You have to read it to believe it, if you can get through it. Here's Hockey Canada president and CEO Tom Renney explaining away Team Canada's poor performance at the world junior hockey championship, from a Toronto Sun article yesterday.
Here's some key excerpts, with commentary by Blogovich, in italics, to save you some time:
“We’re not happy with our situation obviously. We’re not happy with where we finished,” said Renney. “This is a competition like any at the world level that will expose deficiencies in teams throughout the course of the competition and also eliminate some of the things that are real good about a federation, ours included. The fact of the matter is we came up short and we have to sit back and evaluate why and come up with solutions and not point fingers.” 'eliminate some of the things that are real good about a federation…" er, what?
“If you look at the evolution of the competition, success at world championships is pretty unique, no question,” said Renney. “You want to be on the podium.
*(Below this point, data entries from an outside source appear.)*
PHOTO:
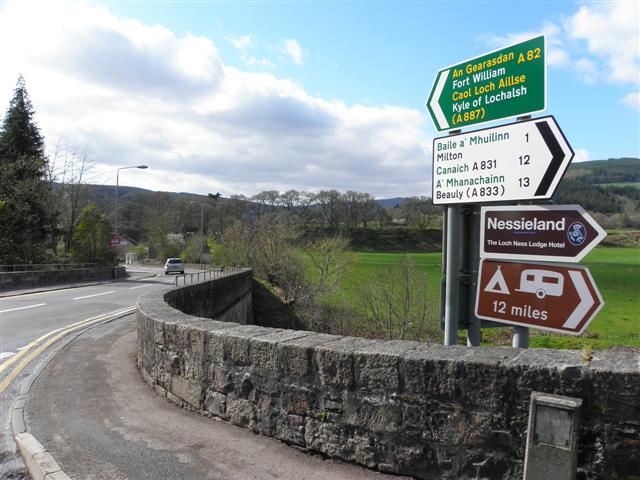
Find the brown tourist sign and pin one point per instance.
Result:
(557, 298)
(564, 233)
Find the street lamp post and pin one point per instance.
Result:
(201, 231)
(115, 212)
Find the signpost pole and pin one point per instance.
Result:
(520, 337)
(473, 322)
(451, 308)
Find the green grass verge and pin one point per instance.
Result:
(616, 272)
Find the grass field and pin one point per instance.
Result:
(616, 272)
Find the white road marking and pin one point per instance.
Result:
(95, 295)
(22, 308)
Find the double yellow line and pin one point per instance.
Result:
(53, 336)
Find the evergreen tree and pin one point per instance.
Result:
(23, 191)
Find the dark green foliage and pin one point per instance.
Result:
(621, 170)
(91, 238)
(592, 197)
(23, 192)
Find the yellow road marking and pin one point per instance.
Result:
(29, 346)
(61, 332)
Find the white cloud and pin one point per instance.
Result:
(582, 155)
(293, 49)
(611, 32)
(257, 62)
(632, 100)
(134, 93)
(242, 42)
(556, 52)
(600, 42)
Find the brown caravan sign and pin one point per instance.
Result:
(558, 298)
(564, 233)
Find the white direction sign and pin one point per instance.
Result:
(521, 161)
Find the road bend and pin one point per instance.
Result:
(34, 325)
(99, 420)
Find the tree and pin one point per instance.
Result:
(66, 176)
(419, 212)
(397, 304)
(23, 230)
(91, 238)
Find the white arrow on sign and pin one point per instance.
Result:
(435, 105)
(586, 300)
(520, 161)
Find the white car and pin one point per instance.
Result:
(173, 265)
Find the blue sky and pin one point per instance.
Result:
(240, 97)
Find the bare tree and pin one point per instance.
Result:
(67, 175)
(419, 212)
(397, 303)
(330, 202)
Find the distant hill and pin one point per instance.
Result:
(389, 202)
(602, 186)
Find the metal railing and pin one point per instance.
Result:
(193, 278)
(30, 267)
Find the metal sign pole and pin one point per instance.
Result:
(452, 291)
(473, 322)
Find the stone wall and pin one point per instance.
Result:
(424, 410)
(38, 278)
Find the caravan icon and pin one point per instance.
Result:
(541, 282)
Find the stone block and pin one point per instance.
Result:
(221, 379)
(299, 400)
(376, 365)
(373, 413)
(290, 429)
(335, 361)
(236, 342)
(430, 368)
(297, 355)
(263, 350)
(187, 390)
(239, 411)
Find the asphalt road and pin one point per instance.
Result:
(33, 323)
(91, 409)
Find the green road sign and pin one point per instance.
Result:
(500, 84)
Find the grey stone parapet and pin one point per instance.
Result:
(417, 409)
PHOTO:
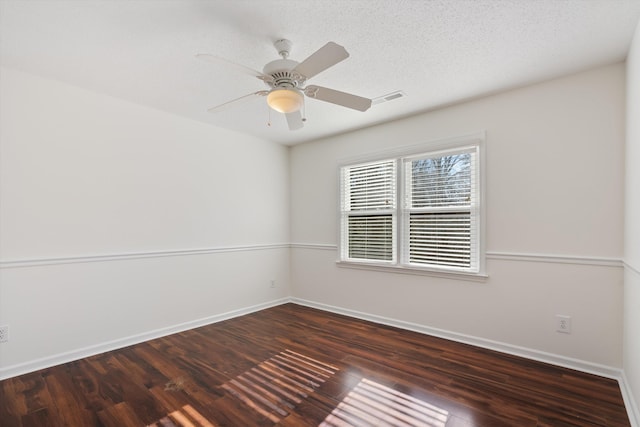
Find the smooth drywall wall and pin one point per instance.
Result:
(632, 228)
(554, 201)
(120, 221)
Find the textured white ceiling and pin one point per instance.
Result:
(437, 51)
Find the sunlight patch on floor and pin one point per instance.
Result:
(373, 404)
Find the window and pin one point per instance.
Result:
(415, 211)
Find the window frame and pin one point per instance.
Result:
(475, 142)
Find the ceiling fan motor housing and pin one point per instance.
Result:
(281, 72)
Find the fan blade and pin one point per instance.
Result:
(336, 97)
(238, 67)
(236, 101)
(294, 120)
(323, 58)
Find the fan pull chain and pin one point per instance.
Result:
(304, 109)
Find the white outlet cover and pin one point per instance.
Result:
(563, 324)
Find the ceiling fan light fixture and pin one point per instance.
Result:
(285, 100)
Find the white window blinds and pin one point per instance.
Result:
(440, 210)
(419, 211)
(368, 211)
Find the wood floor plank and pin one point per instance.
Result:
(296, 366)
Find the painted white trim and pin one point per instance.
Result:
(515, 256)
(632, 268)
(402, 269)
(491, 255)
(409, 150)
(558, 259)
(316, 246)
(135, 255)
(69, 356)
(541, 356)
(629, 401)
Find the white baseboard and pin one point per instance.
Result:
(57, 359)
(629, 401)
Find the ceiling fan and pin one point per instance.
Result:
(286, 81)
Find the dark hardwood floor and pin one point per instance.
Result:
(296, 366)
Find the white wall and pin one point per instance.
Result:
(93, 188)
(555, 168)
(632, 228)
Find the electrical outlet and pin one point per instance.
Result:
(563, 324)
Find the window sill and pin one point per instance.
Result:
(459, 275)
You want to be in the hunt for a medal every single time, if not winning. We’ll never apologize for that pursuit, which is why as much as anything that bothers us today. This is something we wanted. We always will, we always have. But the bottom line is other countries are getting better. Case in point, Russia, which is a favourite to win this thing, had a real hard game against Denmark yesterday.” aside from the last two sentences, complete bafflegab.
“There is a point in time where that transfer of responsibility goes from the coach to the player and that’s the beauty of this event,” said Renney. “We’re talking about teenagers that have to cope and deal with situations in the spontaneity of hockey that sometimes work against you and sometimes don’t. The bottom line is the coaching staff did an excellent job. (oh, stop, you're killing me!) At the end of the day, our special teams needed to maybe perform a little bit better. When you’re save percentage is under .900, everybody knows that it’s going to be tough to win.” so he says that about save percentage, then goes on to say he wasn't paying attention to the goaltending!!!!
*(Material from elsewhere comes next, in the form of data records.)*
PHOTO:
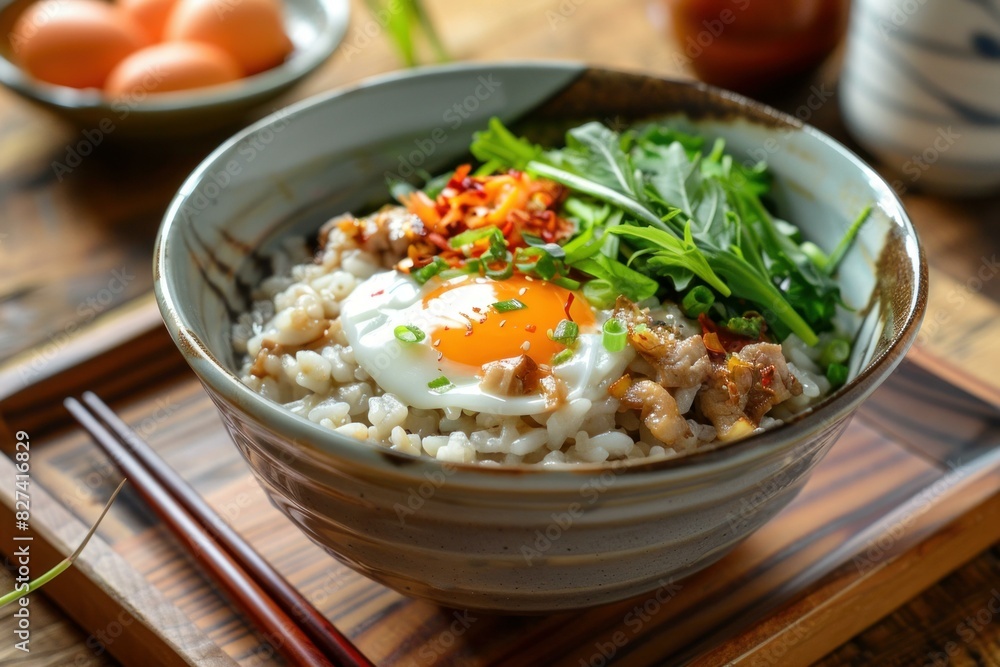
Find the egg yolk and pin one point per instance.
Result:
(474, 330)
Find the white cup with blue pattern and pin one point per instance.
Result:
(921, 90)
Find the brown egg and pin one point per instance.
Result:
(171, 66)
(73, 42)
(252, 31)
(150, 15)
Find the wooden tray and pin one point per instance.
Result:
(892, 508)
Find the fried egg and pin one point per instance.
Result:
(463, 328)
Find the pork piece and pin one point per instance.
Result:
(679, 363)
(389, 230)
(744, 387)
(658, 410)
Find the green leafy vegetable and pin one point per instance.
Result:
(440, 385)
(407, 333)
(697, 301)
(565, 333)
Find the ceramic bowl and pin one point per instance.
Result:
(513, 539)
(315, 27)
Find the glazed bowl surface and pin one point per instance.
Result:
(315, 28)
(512, 539)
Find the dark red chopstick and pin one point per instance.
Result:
(288, 620)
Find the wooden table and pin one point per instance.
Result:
(76, 246)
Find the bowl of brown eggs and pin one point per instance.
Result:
(163, 68)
“At the end of the day, I was paying more attention to the way we were playing than the goaltending, to be honest with you," Renney said. "And I was more concerned with the discipline of our team (uh, coaching???) and making sure we could keep a real good power play off the ice by the nature of how we played collectively. (uh, coaching????) As much as we lost that game, we certainly could have won it if we had a little bit more maturity as a group. (again, uh, coaching???) But that’s the nature of the teenaged player.”
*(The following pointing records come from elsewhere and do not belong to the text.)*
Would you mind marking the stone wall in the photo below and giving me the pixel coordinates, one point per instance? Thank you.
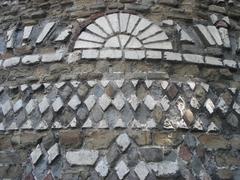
(121, 89)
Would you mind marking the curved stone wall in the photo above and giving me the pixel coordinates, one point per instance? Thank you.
(120, 89)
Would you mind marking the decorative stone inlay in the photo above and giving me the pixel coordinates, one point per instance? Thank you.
(82, 157)
(102, 167)
(141, 170)
(36, 154)
(123, 142)
(121, 169)
(47, 28)
(53, 152)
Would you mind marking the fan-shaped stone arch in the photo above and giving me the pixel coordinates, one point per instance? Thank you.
(122, 35)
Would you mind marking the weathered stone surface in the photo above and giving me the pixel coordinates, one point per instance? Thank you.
(31, 59)
(82, 157)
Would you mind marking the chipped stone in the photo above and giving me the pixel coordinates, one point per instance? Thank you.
(47, 28)
(141, 170)
(82, 157)
(74, 102)
(11, 62)
(102, 167)
(31, 59)
(57, 104)
(123, 142)
(53, 152)
(171, 56)
(104, 101)
(121, 169)
(90, 102)
(43, 105)
(18, 105)
(209, 106)
(118, 102)
(149, 102)
(36, 154)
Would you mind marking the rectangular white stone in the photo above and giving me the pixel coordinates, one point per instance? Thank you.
(90, 37)
(110, 54)
(113, 19)
(45, 31)
(11, 62)
(123, 21)
(31, 59)
(154, 54)
(213, 61)
(194, 58)
(165, 45)
(134, 54)
(215, 34)
(103, 23)
(82, 157)
(133, 19)
(90, 54)
(27, 32)
(53, 57)
(86, 44)
(63, 35)
(230, 63)
(158, 37)
(225, 37)
(153, 29)
(171, 56)
(205, 35)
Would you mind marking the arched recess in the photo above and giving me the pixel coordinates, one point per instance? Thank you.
(122, 36)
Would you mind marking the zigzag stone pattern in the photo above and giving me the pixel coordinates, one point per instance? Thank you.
(117, 104)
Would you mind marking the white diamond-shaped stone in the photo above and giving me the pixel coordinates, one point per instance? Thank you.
(6, 107)
(165, 103)
(53, 152)
(60, 84)
(134, 82)
(141, 170)
(149, 102)
(103, 124)
(119, 83)
(30, 106)
(18, 105)
(36, 154)
(121, 169)
(209, 106)
(123, 141)
(104, 101)
(133, 100)
(24, 87)
(74, 102)
(118, 102)
(120, 124)
(42, 125)
(148, 83)
(73, 123)
(27, 125)
(43, 105)
(75, 84)
(92, 83)
(102, 167)
(90, 102)
(88, 124)
(104, 83)
(57, 125)
(164, 84)
(57, 104)
(236, 107)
Bottom line, Canada's performance came down to two issues: lack of discipline (that's on the coaches; players showing lack of discipline should have been benched, no matter what Renney says) and sub-par goaltending. End of story.
But now that Finland won the event, in overtime over Russia on Tuesday, no doubt Renney and others will spin the poor performance as one that was not that bad considering Canada lost to the eventual champions.